MST0001                      0         0        0          2          2

---------------------- -------- --------- -------- ---------- ----------

2 msts                       0         0        0          4          4

What could be the reason for that vPC peer-switch feature to be enabled but (non-operational)?!

Thank you for any hint!

1 Accepted Solution

Accepted Solutions

kdebrouw
Cisco Employee
Cisco Employee

Hi Stephan,

Allow me to clarify myself,  vPC peer-switch has been introduced into the N7k to improve the convergence time during vPC primary peer device failure/recovery. Without the vPC peer-switch feature, vPC primary peer device failure and recovery usually created around 3 seconds of traffic disruption (for south to north traffic). With vPC peer-switch, traffic disruption is lowered to sub-second value because peer device down an up events do not generate any RSTP Sync behavior (from a STP standpoint, there is no change in L2 topology, there is no new RSTP Root election).

Now to comeback on your topology, as the N7k's are not the primary root bridge STP convergence will not be improved by vPC peer-switch as their is no change in the L2 topology when one of the vPC peer devices fails, the Cat6k VSS will remain the root bridge.

Non-operational means that only the vpc primary will be sending and processing STP BPDU and no virtual System ID is used to appear as a single switch.

I hope this answers your questions

Kristof

View solution in original post

3 Replies 3

kdebrouw
Cisco Employee
Cisco Employee

Hi,

When configuring peer-switch the N7k it will  appear as a single STP root in the Layer 2 topology, but since your VSS is the root bridge it states non-operational as peer-switch is only operational on a root bridge.

Please note that the non-operational can also appear when the spanning-tree  prioirty for vlans are not the same on both

sides. If they don't match, it would not become operational.

Kristof

Hi Kristof,

thanks for your reply - that's a very usefull hint!

But this implies that the peer-switch feature could never be used, if there is more than one vPC pair in any kind of STP setup (or could only be used on one (the STP-Root-Owner) vPC pair), or do I miss something?

Do you know what (non-operational) means in that case?
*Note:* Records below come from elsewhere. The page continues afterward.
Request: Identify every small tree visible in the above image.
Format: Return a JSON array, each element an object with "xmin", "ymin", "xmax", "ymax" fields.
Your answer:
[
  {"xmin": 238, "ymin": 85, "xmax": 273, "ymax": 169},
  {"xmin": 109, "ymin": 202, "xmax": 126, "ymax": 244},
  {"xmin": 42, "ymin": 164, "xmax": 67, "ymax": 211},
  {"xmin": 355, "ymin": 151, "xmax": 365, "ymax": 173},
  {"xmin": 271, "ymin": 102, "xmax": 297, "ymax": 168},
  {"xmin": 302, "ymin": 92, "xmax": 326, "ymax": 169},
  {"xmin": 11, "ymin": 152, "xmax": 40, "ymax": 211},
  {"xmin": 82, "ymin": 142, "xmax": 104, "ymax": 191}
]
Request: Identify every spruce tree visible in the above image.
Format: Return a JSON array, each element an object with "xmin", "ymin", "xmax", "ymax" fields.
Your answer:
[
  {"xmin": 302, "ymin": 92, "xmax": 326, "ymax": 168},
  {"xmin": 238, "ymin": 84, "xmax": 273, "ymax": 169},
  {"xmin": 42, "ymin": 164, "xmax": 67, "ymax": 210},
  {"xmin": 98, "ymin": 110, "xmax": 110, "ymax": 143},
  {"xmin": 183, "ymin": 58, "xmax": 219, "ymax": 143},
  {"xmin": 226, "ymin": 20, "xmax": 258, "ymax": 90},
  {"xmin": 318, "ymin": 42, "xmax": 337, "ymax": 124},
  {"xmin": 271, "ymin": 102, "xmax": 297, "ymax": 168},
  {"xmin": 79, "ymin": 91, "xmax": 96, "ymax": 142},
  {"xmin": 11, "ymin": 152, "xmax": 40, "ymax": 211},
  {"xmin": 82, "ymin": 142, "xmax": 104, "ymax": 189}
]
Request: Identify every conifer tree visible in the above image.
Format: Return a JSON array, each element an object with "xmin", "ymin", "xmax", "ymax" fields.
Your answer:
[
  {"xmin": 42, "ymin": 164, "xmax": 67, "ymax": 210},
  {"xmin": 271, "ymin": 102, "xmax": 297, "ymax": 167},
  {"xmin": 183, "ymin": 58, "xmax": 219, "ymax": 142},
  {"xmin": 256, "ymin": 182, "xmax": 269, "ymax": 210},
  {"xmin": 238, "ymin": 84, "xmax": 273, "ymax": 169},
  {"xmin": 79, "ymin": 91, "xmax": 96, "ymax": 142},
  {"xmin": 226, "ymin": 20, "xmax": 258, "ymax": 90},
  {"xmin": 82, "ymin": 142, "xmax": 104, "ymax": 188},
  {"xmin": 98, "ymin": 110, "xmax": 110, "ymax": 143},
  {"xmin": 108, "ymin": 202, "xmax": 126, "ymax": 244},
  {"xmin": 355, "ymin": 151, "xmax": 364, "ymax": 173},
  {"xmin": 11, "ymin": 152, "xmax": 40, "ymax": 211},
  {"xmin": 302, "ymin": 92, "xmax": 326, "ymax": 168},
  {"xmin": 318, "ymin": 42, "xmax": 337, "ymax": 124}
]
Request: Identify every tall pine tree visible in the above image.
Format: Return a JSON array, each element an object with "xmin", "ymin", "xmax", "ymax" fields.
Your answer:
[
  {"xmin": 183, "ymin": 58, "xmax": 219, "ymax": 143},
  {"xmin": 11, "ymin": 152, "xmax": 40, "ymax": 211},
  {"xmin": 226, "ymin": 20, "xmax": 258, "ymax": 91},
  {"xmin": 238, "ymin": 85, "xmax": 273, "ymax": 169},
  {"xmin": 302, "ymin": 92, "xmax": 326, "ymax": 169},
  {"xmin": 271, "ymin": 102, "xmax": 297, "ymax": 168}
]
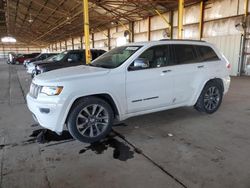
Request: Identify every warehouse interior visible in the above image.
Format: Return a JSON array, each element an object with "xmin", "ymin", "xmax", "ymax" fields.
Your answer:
[{"xmin": 0, "ymin": 0, "xmax": 250, "ymax": 188}]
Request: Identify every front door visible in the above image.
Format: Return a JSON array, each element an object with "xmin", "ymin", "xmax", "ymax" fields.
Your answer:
[{"xmin": 126, "ymin": 45, "xmax": 174, "ymax": 113}]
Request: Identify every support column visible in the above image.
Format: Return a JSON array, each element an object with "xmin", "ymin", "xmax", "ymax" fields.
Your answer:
[
  {"xmin": 92, "ymin": 33, "xmax": 95, "ymax": 48},
  {"xmin": 80, "ymin": 36, "xmax": 83, "ymax": 49},
  {"xmin": 107, "ymin": 29, "xmax": 111, "ymax": 50},
  {"xmin": 65, "ymin": 40, "xmax": 67, "ymax": 50},
  {"xmin": 240, "ymin": 0, "xmax": 249, "ymax": 75},
  {"xmin": 72, "ymin": 38, "xmax": 74, "ymax": 50},
  {"xmin": 178, "ymin": 0, "xmax": 184, "ymax": 39},
  {"xmin": 147, "ymin": 16, "xmax": 151, "ymax": 41},
  {"xmin": 199, "ymin": 0, "xmax": 204, "ymax": 40},
  {"xmin": 83, "ymin": 0, "xmax": 91, "ymax": 64},
  {"xmin": 170, "ymin": 10, "xmax": 174, "ymax": 39},
  {"xmin": 59, "ymin": 41, "xmax": 62, "ymax": 51},
  {"xmin": 129, "ymin": 21, "xmax": 134, "ymax": 42}
]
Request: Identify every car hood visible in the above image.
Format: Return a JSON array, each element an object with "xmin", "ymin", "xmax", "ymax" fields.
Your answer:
[{"xmin": 33, "ymin": 65, "xmax": 110, "ymax": 84}]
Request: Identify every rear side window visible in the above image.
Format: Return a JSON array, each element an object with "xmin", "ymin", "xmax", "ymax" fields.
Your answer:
[
  {"xmin": 172, "ymin": 45, "xmax": 200, "ymax": 65},
  {"xmin": 196, "ymin": 46, "xmax": 220, "ymax": 62}
]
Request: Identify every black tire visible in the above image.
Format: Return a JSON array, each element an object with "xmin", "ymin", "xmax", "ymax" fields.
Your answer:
[
  {"xmin": 31, "ymin": 73, "xmax": 35, "ymax": 78},
  {"xmin": 194, "ymin": 81, "xmax": 223, "ymax": 114},
  {"xmin": 67, "ymin": 97, "xmax": 114, "ymax": 143}
]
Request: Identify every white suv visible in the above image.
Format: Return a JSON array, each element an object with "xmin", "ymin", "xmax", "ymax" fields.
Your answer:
[{"xmin": 27, "ymin": 40, "xmax": 231, "ymax": 143}]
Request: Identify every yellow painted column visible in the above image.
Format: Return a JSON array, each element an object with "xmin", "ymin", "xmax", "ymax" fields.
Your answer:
[
  {"xmin": 83, "ymin": 0, "xmax": 91, "ymax": 64},
  {"xmin": 199, "ymin": 0, "xmax": 204, "ymax": 40},
  {"xmin": 178, "ymin": 0, "xmax": 184, "ymax": 39},
  {"xmin": 245, "ymin": 0, "xmax": 249, "ymax": 17}
]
Does it just mean it works in the same manner as if it wouldn't have been configured, or could it cause any other unpredictable behaviors?

Thank you in advance!

Greetings, _Stephan

kdebrouw
Cisco Employee
Cisco Employee

Hi Stephan,

Allow me to clarify myself,  vPC peer-switch has been introduced into the N7k to improve the convergence time during vPC primary peer device failure/recovery. Without the vPC peer-switch feature, vPC primary peer device failure and recovery usually created around 3 seconds of traffic disruption (for south to north traffic). With vPC peer-switch, traffic disruption is lowered to sub-second value because peer device down an up events do not generate any RSTP Sync behavior (from a STP standpoint, there is no change in L2 topology, there is no new RSTP Root election).

Now to comeback on your topology, as the N7k's are not the primary root bridge STP convergence will not be improved by vPC peer-switch as their is no change in the L2 topology when one of the vPC peer devices fails, the Cat6k VSS will remain the root bridge.

Non-operational means that only the vpc primary will be sending and processing STP BPDU and no virtual System ID is used to appear as a single switch.